To get into veterinary school, students will need to complete an undergraduate education, typically lasting 4 years. They must then take the GRE, or Graduate Record Examination, and apply to veterinary school with their scores.
Graduates of accelerated programs may complete the education in as few as 6 to 7 years, while those who wish to advance in the field as specialist veterinarians generally spend at least 11 to 12 years in training. On average, it takes about 8 years after high school to become an entry-level veterinarian.
The bachelor’s degree is the most common qualification held by veterinary school applicants, but some students have master’s and doctoral degrees. Although animal science and biology majors predominate, no specific undergraduate degree is required. Instead, students are expected to have completed specific coursework requisites.
There are 28 accredited veterinary schools in the United States, and each has its own specific curricular expectations. Typically, these include courses in biology, organic and general chemistry, calculus, physics, statistics, and English composition, as well as general education classes. It’s very important to maintain an excellent GPA as an undergraduate—at least a 3.5.

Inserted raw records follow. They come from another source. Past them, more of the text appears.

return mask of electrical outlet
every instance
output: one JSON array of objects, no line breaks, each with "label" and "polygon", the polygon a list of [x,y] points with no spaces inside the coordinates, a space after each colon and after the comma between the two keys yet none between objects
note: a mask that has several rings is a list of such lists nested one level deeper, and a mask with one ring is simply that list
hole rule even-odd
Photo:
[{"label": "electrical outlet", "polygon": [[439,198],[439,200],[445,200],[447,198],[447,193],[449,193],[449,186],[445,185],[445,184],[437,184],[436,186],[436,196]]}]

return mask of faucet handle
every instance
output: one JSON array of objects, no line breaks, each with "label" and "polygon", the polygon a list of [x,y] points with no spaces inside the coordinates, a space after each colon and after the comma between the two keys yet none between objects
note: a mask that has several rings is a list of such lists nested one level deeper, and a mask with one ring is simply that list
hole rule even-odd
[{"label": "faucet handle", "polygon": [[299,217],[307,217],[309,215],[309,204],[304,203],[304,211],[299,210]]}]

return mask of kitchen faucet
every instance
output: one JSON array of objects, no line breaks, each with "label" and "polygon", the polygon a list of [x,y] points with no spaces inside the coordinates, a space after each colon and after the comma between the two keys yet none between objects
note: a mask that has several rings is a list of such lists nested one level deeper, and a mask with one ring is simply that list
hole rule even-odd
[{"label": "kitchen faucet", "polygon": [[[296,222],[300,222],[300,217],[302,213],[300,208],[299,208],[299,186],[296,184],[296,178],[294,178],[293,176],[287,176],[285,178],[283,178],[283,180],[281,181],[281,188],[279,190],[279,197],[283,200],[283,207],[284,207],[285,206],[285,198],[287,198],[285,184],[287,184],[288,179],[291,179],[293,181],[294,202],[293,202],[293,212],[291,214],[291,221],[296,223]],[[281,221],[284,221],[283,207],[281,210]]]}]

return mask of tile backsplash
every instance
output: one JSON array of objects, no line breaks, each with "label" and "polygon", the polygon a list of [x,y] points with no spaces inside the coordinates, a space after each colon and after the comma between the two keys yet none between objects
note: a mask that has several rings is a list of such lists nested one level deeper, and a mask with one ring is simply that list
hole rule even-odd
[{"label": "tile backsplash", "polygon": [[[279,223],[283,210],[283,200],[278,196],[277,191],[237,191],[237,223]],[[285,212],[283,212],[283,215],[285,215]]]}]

Prior experience is not technically a veterinary school requirement, but competitive admissions make pre-professional clinical practice a major asset on graduate applications. Today, many programs look for students with at least 500 to 600 hours of industry exposure, whether through internships, work or volunteer opportunities.
In general, professional and volunteer experiences are best completed while earning the bachelor’s degree. Waiting until after graduation could extend the amount of time it takes to become a veterinarian.
Professional veterinary programs are usually 4 years long. They are typically bisected into dual 2-year segments, focusing on classroom instruction and clinical practice, in that order.
Veterinary school is extremely competitive. Even the most qualified students may need to apply to several schools several times before they are granted admission, potentially increasing the time it takes to become a veterinarian.
Veterinary students may also pursue advanced graduate training after vet school to move into a specialized field, such as equine medicine or clinical veterinary pharmacy. Such post-professional training might include specialty internships or residencies, a degree like the Master of Veterinary Medicine (MVM), or a full Ph.D in Veterinary Medicine.
Graduate students may also choose among dual-degree and accelerated tracks. Some schools, for instance, offer combined programs that let students earn a DVM plus either a Ph.D. or MBA within an accelerated timeframe.
After students have successfully completed their professional education, they can seek state licensure. Veterinarians must pass the North American Veterinary Licensing Examination (NAVLE) or another board certification test to earn a state license to practice.